3. Other data Algorithms
Other data algorithms include some common Encoding algorithms and their conversion from plain text (ASCII, Unicode, etc.), suchBase 64,Quoted printable,Ebcdic.
Ii. algorithm. Net implementation
Common encryption and encoding algorithms have been implemented in. NET Framework, providing great convenience for the coding staff. The namespace for implementing these algorithms is system. Security. cryptography.
The system. Security. cryptography namespace provides encryption services, including secure data encoding and decoding, and many other operations, such as hash, random number generation, and message authentication.
System. Security. cryptography is organized as follows:
1. Private Key Encryption
Private Key Encryption is also called symmetric encryption because the same key is used for both encryption and decryption. The private key encryption algorithm is very fast (compared with the public key algorithm), especially suitable for performing encryption and conversion on large data streams.

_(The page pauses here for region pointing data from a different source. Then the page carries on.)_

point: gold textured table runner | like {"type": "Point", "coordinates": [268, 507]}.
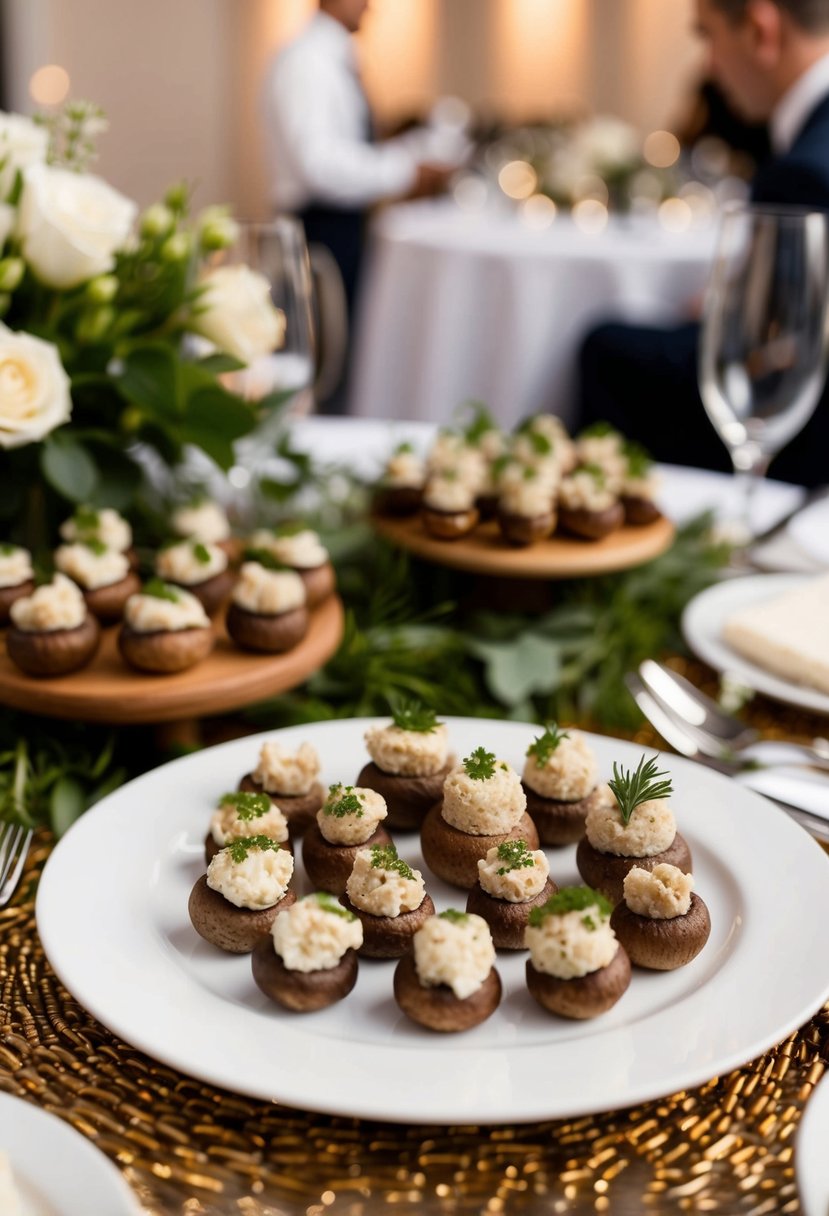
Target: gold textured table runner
{"type": "Point", "coordinates": [192, 1149]}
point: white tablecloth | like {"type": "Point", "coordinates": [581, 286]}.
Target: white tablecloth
{"type": "Point", "coordinates": [458, 305]}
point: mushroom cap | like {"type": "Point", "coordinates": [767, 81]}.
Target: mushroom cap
{"type": "Point", "coordinates": [271, 634]}
{"type": "Point", "coordinates": [605, 872]}
{"type": "Point", "coordinates": [663, 945]}
{"type": "Point", "coordinates": [54, 652]}
{"type": "Point", "coordinates": [164, 651]}
{"type": "Point", "coordinates": [586, 996]}
{"type": "Point", "coordinates": [454, 855]}
{"type": "Point", "coordinates": [389, 936]}
{"type": "Point", "coordinates": [302, 991]}
{"type": "Point", "coordinates": [407, 799]}
{"type": "Point", "coordinates": [328, 866]}
{"type": "Point", "coordinates": [438, 1008]}
{"type": "Point", "coordinates": [507, 921]}
{"type": "Point", "coordinates": [231, 928]}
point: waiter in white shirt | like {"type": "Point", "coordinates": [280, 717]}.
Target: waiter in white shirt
{"type": "Point", "coordinates": [322, 163]}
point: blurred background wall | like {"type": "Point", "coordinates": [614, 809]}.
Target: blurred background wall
{"type": "Point", "coordinates": [180, 79]}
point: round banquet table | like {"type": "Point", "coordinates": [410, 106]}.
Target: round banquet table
{"type": "Point", "coordinates": [458, 305]}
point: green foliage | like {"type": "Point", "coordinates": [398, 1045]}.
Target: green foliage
{"type": "Point", "coordinates": [642, 784]}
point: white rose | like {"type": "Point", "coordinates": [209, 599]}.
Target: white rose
{"type": "Point", "coordinates": [34, 388]}
{"type": "Point", "coordinates": [236, 313]}
{"type": "Point", "coordinates": [22, 142]}
{"type": "Point", "coordinates": [71, 225]}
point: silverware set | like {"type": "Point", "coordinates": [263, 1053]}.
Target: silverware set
{"type": "Point", "coordinates": [795, 776]}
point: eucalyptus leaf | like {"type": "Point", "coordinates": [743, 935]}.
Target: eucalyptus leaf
{"type": "Point", "coordinates": [67, 803]}
{"type": "Point", "coordinates": [68, 467]}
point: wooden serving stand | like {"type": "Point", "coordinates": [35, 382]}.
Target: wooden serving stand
{"type": "Point", "coordinates": [484, 551]}
{"type": "Point", "coordinates": [108, 691]}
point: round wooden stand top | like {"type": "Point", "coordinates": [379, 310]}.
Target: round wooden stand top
{"type": "Point", "coordinates": [484, 551]}
{"type": "Point", "coordinates": [108, 691]}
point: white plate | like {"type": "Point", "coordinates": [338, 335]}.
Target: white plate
{"type": "Point", "coordinates": [705, 617]}
{"type": "Point", "coordinates": [811, 1157]}
{"type": "Point", "coordinates": [112, 913]}
{"type": "Point", "coordinates": [58, 1172]}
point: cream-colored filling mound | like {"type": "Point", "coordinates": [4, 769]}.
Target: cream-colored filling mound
{"type": "Point", "coordinates": [258, 882]}
{"type": "Point", "coordinates": [353, 827]}
{"type": "Point", "coordinates": [660, 894]}
{"type": "Point", "coordinates": [582, 491]}
{"type": "Point", "coordinates": [515, 885]}
{"type": "Point", "coordinates": [148, 614]}
{"type": "Point", "coordinates": [405, 471]}
{"type": "Point", "coordinates": [383, 891]}
{"type": "Point", "coordinates": [407, 753]}
{"type": "Point", "coordinates": [204, 521]}
{"type": "Point", "coordinates": [484, 808]}
{"type": "Point", "coordinates": [56, 604]}
{"type": "Point", "coordinates": [180, 563]}
{"type": "Point", "coordinates": [269, 592]}
{"type": "Point", "coordinates": [15, 567]}
{"type": "Point", "coordinates": [449, 494]}
{"type": "Point", "coordinates": [226, 825]}
{"type": "Point", "coordinates": [571, 944]}
{"type": "Point", "coordinates": [281, 771]}
{"type": "Point", "coordinates": [568, 775]}
{"type": "Point", "coordinates": [304, 550]}
{"type": "Point", "coordinates": [91, 569]}
{"type": "Point", "coordinates": [787, 634]}
{"type": "Point", "coordinates": [649, 831]}
{"type": "Point", "coordinates": [308, 938]}
{"type": "Point", "coordinates": [111, 529]}
{"type": "Point", "coordinates": [458, 953]}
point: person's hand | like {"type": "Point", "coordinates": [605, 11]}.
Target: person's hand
{"type": "Point", "coordinates": [432, 179]}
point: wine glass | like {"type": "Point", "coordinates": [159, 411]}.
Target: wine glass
{"type": "Point", "coordinates": [763, 345]}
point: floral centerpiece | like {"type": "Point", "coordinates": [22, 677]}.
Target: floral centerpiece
{"type": "Point", "coordinates": [99, 309]}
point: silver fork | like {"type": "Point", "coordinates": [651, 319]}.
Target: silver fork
{"type": "Point", "coordinates": [15, 842]}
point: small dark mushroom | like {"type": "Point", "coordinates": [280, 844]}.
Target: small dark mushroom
{"type": "Point", "coordinates": [438, 1008]}
{"type": "Point", "coordinates": [586, 996]}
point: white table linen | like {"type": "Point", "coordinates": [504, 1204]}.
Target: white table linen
{"type": "Point", "coordinates": [458, 305]}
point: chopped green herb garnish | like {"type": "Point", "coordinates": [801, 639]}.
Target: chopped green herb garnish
{"type": "Point", "coordinates": [573, 899]}
{"type": "Point", "coordinates": [384, 856]}
{"type": "Point", "coordinates": [247, 804]}
{"type": "Point", "coordinates": [330, 904]}
{"type": "Point", "coordinates": [543, 747]}
{"type": "Point", "coordinates": [514, 855]}
{"type": "Point", "coordinates": [347, 804]}
{"type": "Point", "coordinates": [241, 848]}
{"type": "Point", "coordinates": [642, 786]}
{"type": "Point", "coordinates": [413, 715]}
{"type": "Point", "coordinates": [480, 765]}
{"type": "Point", "coordinates": [159, 590]}
{"type": "Point", "coordinates": [264, 557]}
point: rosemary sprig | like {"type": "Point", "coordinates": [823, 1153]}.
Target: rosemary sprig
{"type": "Point", "coordinates": [641, 786]}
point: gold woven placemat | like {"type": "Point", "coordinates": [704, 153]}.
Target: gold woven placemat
{"type": "Point", "coordinates": [192, 1149]}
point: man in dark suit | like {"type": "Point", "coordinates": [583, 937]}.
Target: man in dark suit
{"type": "Point", "coordinates": [771, 58]}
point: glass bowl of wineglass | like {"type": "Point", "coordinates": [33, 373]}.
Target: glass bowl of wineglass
{"type": "Point", "coordinates": [765, 337]}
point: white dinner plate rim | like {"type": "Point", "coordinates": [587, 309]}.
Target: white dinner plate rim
{"type": "Point", "coordinates": [308, 1091]}
{"type": "Point", "coordinates": [811, 1160]}
{"type": "Point", "coordinates": [32, 1136]}
{"type": "Point", "coordinates": [705, 614]}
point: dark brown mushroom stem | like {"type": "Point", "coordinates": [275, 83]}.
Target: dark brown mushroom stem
{"type": "Point", "coordinates": [586, 996]}
{"type": "Point", "coordinates": [302, 991]}
{"type": "Point", "coordinates": [507, 921]}
{"type": "Point", "coordinates": [605, 871]}
{"type": "Point", "coordinates": [389, 936]}
{"type": "Point", "coordinates": [663, 945]}
{"type": "Point", "coordinates": [225, 925]}
{"type": "Point", "coordinates": [438, 1008]}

. NET Framework provides the following classes for implementing the private key encryption algorithm:
- Des: Descryptoserviceprovider
- RC2: Rc2cryptoserviceprovider
- Rijndael (AES): Rijndaelmanaged
- 3DES: Tripledescryptoserviceprovider
2. public key encryption and digital signature
Public key encryption uses a private key that must be kept confidential to unauthorized users and a public key that can be made public to anyone.Data Encrypted with the public key can only be decrypted with the private key, while data signed with the private key can only be verified with the public key.. The public key can be used by anyone. The key is used to encrypt the data to be sent to the Private Key Holder. The two keys are unique for communication sessions. Public key encryption algorithms are also called asymmetric algorithms because one key is used to encrypt data and another key is used to decrypt data.

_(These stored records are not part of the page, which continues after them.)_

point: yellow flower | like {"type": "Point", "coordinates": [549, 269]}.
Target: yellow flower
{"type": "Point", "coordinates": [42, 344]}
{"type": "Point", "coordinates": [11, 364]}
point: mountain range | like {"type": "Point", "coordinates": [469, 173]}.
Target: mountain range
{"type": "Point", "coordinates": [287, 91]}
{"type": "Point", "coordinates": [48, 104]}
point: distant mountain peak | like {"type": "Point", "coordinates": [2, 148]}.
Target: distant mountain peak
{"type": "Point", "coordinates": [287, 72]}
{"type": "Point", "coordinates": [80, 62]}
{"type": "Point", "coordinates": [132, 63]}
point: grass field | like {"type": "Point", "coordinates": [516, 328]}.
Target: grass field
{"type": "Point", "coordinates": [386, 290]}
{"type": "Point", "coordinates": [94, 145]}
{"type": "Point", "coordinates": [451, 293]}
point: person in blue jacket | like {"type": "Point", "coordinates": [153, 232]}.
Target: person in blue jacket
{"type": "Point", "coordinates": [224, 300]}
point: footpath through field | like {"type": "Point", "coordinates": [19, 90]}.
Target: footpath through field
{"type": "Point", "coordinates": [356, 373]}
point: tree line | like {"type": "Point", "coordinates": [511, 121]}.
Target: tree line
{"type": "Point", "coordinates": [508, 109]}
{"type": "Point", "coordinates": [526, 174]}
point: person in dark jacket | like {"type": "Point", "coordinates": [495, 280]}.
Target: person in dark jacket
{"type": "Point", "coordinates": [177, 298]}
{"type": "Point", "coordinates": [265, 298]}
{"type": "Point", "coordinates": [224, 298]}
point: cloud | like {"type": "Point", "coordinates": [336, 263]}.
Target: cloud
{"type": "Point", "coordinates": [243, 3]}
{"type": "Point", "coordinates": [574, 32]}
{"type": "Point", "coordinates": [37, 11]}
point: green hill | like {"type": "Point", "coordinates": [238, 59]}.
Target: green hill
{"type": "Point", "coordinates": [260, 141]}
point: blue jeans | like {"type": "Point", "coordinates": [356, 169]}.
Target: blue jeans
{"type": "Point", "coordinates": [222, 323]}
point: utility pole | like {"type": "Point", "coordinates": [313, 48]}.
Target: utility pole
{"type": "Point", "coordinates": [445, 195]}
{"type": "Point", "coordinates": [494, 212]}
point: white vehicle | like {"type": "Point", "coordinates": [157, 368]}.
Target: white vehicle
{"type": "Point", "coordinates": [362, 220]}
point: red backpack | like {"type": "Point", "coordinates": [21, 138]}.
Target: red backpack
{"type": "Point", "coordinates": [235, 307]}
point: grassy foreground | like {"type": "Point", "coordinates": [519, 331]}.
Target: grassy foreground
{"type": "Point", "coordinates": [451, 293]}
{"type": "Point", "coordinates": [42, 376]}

. NET Framework provides the following classes to implement public key encryption algorithms:
- DSA: Dsacryptoserviceprovider
- RSA: Rsacryptoserviceprovider
3. Hash Value
The hash algorithm maps binary values of any length to smaller binary values of a fixed length. This smaller binary value is called a hash value. A hash value is a unique and extremely compact numeric representation of a piece of data. If a piece of plain text is hashed and only one letter of the paragraph is modified, the subsequent hash will generate different values. It is impossible to calculate two different inputs with the same hash value. Therefore, the hash value of the data can be used to check the integrity of the data.
. NET Framework provides the following classes for implementing digital signature algorithms:
- HMAC:Hmacsha1 (HMAC is a hash algorithm using keys)
- Mac:Mactripledes
- MD5:Md5cryptoserviceprovider
- Sha1: Sha1managed, sha256managed, sha384managed, and sha512managed
4. Random Number Generation
Encryption keys must be as random as possible to make the generated keys difficult to reproduce. Therefore, random number generation is an integral part of many encryption operations.
In. in the. NET Framework, rngcryptoserviceprovider is the implementation of the random number generator algorithm. For data algorithms ,. NET framework is implemented in other namespaces, such as the convert class to implement Base 64 encoding, system. text to convert the encoding method.
From the above ,.. NET Framework supports data encryption and encoding, which greatly facilitates developers ,. the data encryption algorithms in the. NET Framework are still incomplete, such as idea, blowfish, and other algorithms, such as ElGamal, deffie-Hellman, and ECC. They do not support other data verification algorithms, for example, CRC and SFV, developers can only transplant early code or find third-party vendor implementations.
BTW: looking at so many data encryption algorithms, isn't it a little dizzy? After looking at this picture, you must feel some pressure.